Deadline 15th January: 5-6 months M2 internship, A computational socio-linguistic exploration of the Ethics of AI landscape, at Télécom Paris - Corpora

16 Dec 2024


      Hi everyone,
Tiphaine Viard and Maria Boritchev are offering a master 2 internship at Télécom Paris. Feel free to contact us if you have any questions about the offer or the project, the details on the offer are below:
Title: A computational socio-linguistic exploration of the Ethics of AI landscape
Duration: 5-6 months, starting from April 1st (flexible)
Location: Télécom Paris, 19 Pl. Marguerite Perey, 91120 Palaiseau, France
Advisors: [ https://mboritchev.github.io/page-perso-TP/ | Maria Boritchev ] , [ https://tiphainev.github.io/ | Tiphaine Viard ]
Gratification: Approximately 600 euros per month (more or less 20 euros per month, the precise amount will depend on changes in the French labor code in 2025).
Context: 
The recent years have seen a surge of initiatives with the goal of defining what “ethical” artificial intelligence would or should entail, resulting in the publication of various charters and manifestos discussing AI ethics; these documents originate from academia, AI industry companies, non-profits, regulatory institutions, and the civil society. The contents of such documents vary wildly, from short, vague position statements to verbatims of democratic debates or impact assessment studies. As such, they are a marker of the social world of artificial intelligence, outlining the tenets of different actors, the consensus and dissensus on important goals, and so on [1]. We have assembled a corpus of charters and manifestos of Ethics of AI, in English, written by different actors of the current AI landscape. This corpus is called MapAIE: [ https://mapaie.telecom-paris.fr/ | https://mapaie.telecom-paris.fr/ ] . We are conducting research on data from MapAIE both from a sociological and linguistic perspectives:
* Sociologically, who are the groups of people who write about Ethics of AI? 

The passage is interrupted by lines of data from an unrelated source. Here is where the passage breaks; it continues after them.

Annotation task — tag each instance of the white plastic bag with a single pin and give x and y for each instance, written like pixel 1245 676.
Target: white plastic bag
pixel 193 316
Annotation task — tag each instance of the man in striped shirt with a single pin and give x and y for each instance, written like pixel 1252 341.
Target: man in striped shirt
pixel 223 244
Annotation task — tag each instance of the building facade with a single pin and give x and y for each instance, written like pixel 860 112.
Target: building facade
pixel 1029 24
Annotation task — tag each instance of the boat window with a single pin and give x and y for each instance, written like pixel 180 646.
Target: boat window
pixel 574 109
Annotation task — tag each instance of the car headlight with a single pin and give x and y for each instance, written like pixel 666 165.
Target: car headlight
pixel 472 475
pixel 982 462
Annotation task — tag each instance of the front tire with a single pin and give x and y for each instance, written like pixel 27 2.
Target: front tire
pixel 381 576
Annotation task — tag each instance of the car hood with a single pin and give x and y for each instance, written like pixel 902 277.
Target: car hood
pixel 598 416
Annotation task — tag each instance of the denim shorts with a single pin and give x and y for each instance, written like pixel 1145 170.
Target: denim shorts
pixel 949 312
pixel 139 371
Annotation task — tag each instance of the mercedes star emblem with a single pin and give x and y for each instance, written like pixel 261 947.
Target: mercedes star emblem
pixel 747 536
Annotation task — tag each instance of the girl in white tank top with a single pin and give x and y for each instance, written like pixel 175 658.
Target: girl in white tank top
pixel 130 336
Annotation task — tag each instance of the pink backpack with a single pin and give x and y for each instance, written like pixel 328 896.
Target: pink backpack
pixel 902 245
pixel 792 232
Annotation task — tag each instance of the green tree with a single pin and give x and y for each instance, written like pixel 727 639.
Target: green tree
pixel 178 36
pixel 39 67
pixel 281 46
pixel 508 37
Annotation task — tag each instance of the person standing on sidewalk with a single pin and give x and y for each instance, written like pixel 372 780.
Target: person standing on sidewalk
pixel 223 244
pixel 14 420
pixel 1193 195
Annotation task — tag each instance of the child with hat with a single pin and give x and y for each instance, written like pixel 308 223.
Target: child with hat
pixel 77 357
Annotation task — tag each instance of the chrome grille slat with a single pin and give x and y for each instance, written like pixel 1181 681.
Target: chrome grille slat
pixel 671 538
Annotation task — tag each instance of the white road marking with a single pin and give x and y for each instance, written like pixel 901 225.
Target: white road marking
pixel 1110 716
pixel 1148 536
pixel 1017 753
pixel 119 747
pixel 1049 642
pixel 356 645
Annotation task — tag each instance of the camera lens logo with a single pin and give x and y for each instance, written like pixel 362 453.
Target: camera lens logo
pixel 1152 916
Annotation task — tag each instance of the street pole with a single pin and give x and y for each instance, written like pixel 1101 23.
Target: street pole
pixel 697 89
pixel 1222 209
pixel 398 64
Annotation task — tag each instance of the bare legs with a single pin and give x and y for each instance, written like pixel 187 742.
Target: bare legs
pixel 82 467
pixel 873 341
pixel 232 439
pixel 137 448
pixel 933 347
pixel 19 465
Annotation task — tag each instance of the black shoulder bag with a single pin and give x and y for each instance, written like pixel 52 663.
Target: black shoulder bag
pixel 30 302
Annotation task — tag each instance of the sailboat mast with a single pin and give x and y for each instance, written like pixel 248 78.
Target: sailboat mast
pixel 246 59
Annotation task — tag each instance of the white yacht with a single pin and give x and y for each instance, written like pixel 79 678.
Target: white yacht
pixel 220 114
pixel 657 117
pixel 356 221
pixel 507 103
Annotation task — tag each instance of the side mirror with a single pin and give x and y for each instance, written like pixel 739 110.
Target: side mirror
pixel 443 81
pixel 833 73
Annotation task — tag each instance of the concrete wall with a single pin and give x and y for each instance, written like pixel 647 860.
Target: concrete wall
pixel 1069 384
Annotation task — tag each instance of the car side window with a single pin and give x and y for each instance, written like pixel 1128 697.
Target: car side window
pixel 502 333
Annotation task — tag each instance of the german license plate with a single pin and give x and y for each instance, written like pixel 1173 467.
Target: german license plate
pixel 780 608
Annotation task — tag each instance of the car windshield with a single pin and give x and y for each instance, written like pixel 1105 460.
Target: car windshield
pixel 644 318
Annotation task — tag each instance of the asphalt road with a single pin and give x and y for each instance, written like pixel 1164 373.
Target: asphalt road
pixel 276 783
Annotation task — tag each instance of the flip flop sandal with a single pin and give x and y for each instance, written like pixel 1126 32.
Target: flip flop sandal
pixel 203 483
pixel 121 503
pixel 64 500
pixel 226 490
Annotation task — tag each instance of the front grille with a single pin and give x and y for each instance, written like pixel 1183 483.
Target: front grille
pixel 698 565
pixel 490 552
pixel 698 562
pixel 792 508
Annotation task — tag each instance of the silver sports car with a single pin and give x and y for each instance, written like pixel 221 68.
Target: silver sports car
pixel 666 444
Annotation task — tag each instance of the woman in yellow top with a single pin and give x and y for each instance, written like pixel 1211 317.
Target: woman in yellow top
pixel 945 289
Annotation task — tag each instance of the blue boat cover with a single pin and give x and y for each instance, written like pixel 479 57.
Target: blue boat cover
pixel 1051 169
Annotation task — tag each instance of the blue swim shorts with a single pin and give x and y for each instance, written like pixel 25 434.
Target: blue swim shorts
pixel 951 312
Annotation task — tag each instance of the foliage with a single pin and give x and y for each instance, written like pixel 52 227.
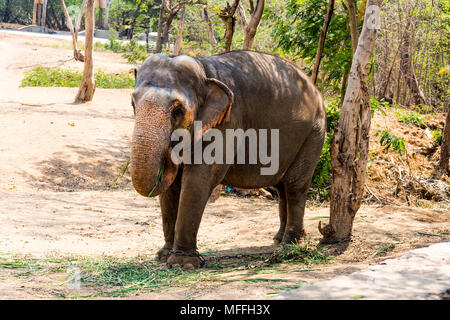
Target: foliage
pixel 55 77
pixel 437 136
pixel 134 52
pixel 389 140
pixel 297 31
pixel 410 117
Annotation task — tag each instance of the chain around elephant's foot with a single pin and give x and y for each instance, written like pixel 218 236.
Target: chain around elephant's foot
pixel 293 236
pixel 278 237
pixel 185 259
pixel 163 254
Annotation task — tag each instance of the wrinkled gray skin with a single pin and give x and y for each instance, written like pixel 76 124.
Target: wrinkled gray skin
pixel 257 91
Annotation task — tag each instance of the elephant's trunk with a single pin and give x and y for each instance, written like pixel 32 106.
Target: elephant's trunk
pixel 151 169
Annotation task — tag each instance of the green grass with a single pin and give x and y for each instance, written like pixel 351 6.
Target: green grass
pixel 56 77
pixel 306 253
pixel 410 117
pixel 389 140
pixel 384 249
pixel 114 277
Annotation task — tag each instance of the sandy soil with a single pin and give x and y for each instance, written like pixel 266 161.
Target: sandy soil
pixel 57 164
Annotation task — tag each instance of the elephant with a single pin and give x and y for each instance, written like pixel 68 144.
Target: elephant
pixel 237 89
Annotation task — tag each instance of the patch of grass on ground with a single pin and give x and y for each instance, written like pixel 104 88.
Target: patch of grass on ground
pixel 110 277
pixel 305 252
pixel 56 77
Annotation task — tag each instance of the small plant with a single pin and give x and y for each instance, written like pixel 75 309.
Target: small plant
pixel 55 77
pixel 410 117
pixel 389 140
pixel 437 136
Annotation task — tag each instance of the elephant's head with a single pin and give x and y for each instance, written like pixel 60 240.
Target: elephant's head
pixel 170 93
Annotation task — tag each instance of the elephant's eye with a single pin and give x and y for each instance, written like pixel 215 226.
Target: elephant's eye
pixel 177 110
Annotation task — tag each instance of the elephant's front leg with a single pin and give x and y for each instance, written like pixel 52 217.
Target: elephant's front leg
pixel 169 201
pixel 196 186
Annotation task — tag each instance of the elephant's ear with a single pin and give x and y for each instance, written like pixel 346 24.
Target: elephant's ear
pixel 217 107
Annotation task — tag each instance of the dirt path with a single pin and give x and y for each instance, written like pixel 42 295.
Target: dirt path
pixel 57 164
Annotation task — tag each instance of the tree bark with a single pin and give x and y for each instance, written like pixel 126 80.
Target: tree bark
pixel 159 39
pixel 35 6
pixel 406 65
pixel 212 37
pixel 179 41
pixel 44 13
pixel 106 21
pixel 88 83
pixel 76 52
pixel 349 149
pixel 323 35
pixel 252 26
pixel 227 16
pixel 445 146
pixel 352 23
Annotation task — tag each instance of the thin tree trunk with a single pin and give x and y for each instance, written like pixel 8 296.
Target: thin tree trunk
pixel 349 149
pixel 88 83
pixel 106 21
pixel 80 17
pixel 323 35
pixel 407 69
pixel 44 13
pixel 179 41
pixel 227 16
pixel 445 146
pixel 35 6
pixel 242 18
pixel 76 52
pixel 159 37
pixel 250 30
pixel 352 23
pixel 212 37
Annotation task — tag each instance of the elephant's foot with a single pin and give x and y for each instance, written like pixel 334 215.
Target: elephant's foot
pixel 186 260
pixel 163 254
pixel 278 237
pixel 292 236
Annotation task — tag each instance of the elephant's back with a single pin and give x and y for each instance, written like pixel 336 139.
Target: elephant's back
pixel 266 85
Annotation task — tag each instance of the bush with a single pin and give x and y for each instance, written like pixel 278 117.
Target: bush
pixel 56 77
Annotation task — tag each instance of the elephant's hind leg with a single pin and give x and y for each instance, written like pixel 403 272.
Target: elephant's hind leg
pixel 282 212
pixel 297 181
pixel 169 201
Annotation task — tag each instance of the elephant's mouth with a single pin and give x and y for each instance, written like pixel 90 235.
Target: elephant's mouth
pixel 165 177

    * Linguistically, what type of vocabulary or semantic constructions do people use to write about Ethics of AI? 
    * Socio-linguistically, is there a difference in linguistic usage between different groups of people who write about Ethics of AI?
To conduct these investigations, we would like to go further than traditional tools: we intend to develop graph-based natural language processing and computational sociology approaches making better use of modern NLP methods to explore our data. In particular, we could to exploit word sense induction approaches to automatically extract different linguistic usages.
Objectives: 
The goal of this internship is to investigate MapAIE by using and developing graph-based natural language processing and computational sociology approaches. 

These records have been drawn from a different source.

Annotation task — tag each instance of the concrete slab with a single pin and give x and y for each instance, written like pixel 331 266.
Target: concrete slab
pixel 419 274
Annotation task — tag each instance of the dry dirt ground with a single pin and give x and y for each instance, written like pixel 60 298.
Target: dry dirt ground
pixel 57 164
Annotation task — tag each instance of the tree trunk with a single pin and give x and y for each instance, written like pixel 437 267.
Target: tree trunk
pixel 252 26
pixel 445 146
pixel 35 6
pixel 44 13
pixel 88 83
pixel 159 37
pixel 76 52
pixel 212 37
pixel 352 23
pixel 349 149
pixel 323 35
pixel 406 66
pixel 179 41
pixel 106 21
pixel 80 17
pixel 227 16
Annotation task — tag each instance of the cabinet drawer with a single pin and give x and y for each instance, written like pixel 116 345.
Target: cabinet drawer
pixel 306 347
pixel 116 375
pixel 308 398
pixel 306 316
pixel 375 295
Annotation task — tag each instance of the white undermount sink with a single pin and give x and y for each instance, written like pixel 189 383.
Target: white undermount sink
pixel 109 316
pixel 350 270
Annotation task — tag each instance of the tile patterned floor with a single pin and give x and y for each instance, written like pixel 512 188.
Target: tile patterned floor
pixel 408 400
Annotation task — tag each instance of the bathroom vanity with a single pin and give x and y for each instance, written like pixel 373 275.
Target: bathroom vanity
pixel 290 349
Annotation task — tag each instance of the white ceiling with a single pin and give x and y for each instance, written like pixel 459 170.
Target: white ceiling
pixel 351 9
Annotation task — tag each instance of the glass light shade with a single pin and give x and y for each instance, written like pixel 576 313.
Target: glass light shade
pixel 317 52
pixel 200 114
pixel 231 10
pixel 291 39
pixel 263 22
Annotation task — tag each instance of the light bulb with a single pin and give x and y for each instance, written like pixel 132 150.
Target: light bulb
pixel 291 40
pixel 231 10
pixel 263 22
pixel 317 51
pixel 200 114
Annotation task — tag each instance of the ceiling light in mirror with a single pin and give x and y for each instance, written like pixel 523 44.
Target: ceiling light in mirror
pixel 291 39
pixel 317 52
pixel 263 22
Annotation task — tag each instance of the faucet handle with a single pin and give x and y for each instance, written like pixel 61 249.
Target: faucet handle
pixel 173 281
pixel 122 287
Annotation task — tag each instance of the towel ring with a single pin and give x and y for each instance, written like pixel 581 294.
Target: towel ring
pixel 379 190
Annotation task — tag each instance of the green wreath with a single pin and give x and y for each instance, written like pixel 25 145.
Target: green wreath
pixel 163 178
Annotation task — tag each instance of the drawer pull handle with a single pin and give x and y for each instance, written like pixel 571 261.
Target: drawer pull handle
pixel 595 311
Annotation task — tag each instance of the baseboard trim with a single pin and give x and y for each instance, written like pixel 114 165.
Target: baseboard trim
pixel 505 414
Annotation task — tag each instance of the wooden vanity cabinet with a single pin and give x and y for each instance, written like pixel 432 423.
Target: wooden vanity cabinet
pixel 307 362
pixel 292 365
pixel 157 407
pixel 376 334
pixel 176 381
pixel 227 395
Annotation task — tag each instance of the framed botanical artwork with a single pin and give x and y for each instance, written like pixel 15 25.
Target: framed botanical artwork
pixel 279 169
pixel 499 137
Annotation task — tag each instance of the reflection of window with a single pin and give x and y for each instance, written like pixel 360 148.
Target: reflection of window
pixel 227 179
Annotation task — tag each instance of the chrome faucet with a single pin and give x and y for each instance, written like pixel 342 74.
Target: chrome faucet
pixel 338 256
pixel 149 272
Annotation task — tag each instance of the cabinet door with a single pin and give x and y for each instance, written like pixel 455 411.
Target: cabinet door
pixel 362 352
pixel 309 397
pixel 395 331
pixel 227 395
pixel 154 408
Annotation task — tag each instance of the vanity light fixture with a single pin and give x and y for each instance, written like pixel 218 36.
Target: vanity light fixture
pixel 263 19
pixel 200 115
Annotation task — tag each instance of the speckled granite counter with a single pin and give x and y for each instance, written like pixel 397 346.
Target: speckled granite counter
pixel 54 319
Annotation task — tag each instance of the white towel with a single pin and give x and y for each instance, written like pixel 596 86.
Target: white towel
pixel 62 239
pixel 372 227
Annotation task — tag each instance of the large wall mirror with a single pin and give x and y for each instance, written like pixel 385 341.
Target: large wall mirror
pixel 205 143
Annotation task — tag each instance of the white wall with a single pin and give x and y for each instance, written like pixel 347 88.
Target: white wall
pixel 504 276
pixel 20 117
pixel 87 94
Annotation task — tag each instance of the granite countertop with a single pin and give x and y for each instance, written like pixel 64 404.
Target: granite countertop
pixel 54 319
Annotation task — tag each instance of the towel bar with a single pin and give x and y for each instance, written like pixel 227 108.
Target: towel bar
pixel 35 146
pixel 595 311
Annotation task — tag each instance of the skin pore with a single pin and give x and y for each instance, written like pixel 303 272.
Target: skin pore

The internship will proceed in three steps: 
(1) Conduct a state of the art exploration on existing graph-based natural language processing and computational sociology techniques, starting from Abstract Meaning Representations (AMR, [ https://github.com/amrisi/amr-guidelines/blob/master/amr.md | https://github.com/amrisi/amr-guidelines/blob/master/amr.md ] ) and Cortext ( [ https://www.cortext.net/ | https://www.cortext.net/ ] ). 
(2) Re-implement existing techniques identified in (1), in particular [2], and analyse the obtained results sociologically and linguistically in view of the research questions of the project. 
(3) Propose new research questions and new graph-based data exploration approaches relevant to MapAIE.
Bibliography: 
[1] Mapping AI ethics: a meso-scale analysis of its charters and manifestos, Mélanie Gornet, Simon Delarue, Maria Boritchev, and Tiphaine Viard, ACM Conference on Fairness, Accountability and Transparency 2024. 
[2] Matan Eyal, Shoval Sadde, Hillel Taub-Tabib, and Yoav Goldberg. 2022. Large Scale Substitution-based Word Sense Induction. In Proceedings of the 60th Annual Meeting of the Association for Computational Linguistics. 
[3] Roth, C., & Hellsten, I. (2023). Socio-semantic configuration of an online conversation space: The case of Twitter users discussing the# IPCC reports. Social Networks, 75, 186-196. 
[4] Becker, H. S. (1976). Art worlds and social types. American behavioral scientist, 19(6), 703-718. 
[5] Cefaï, D. (2016). Publics, problèmes publics, arènes publiques…. Que nous apprend le pragmatisme?. Questions de communication, (30), 25-64.
Application: 
* deadline: January 15th, 2025 * 
To apply for this position, please send an email with your CV and a few words explaining your interest in this project to Maria Boritchev and Tiphaine Viard ( [ mailto:firstname.lastname@univ-nantes.fr | firstname.lastname@telecom-paris.fr ] ). 
We are looking for applications from students preparing a Master’s degree or equivalent with solid skills (and ideally experience) in Natural Language Processing, Machine Learning and Deep Learning, Computational Social Sciences. Knowledge of English is necessary.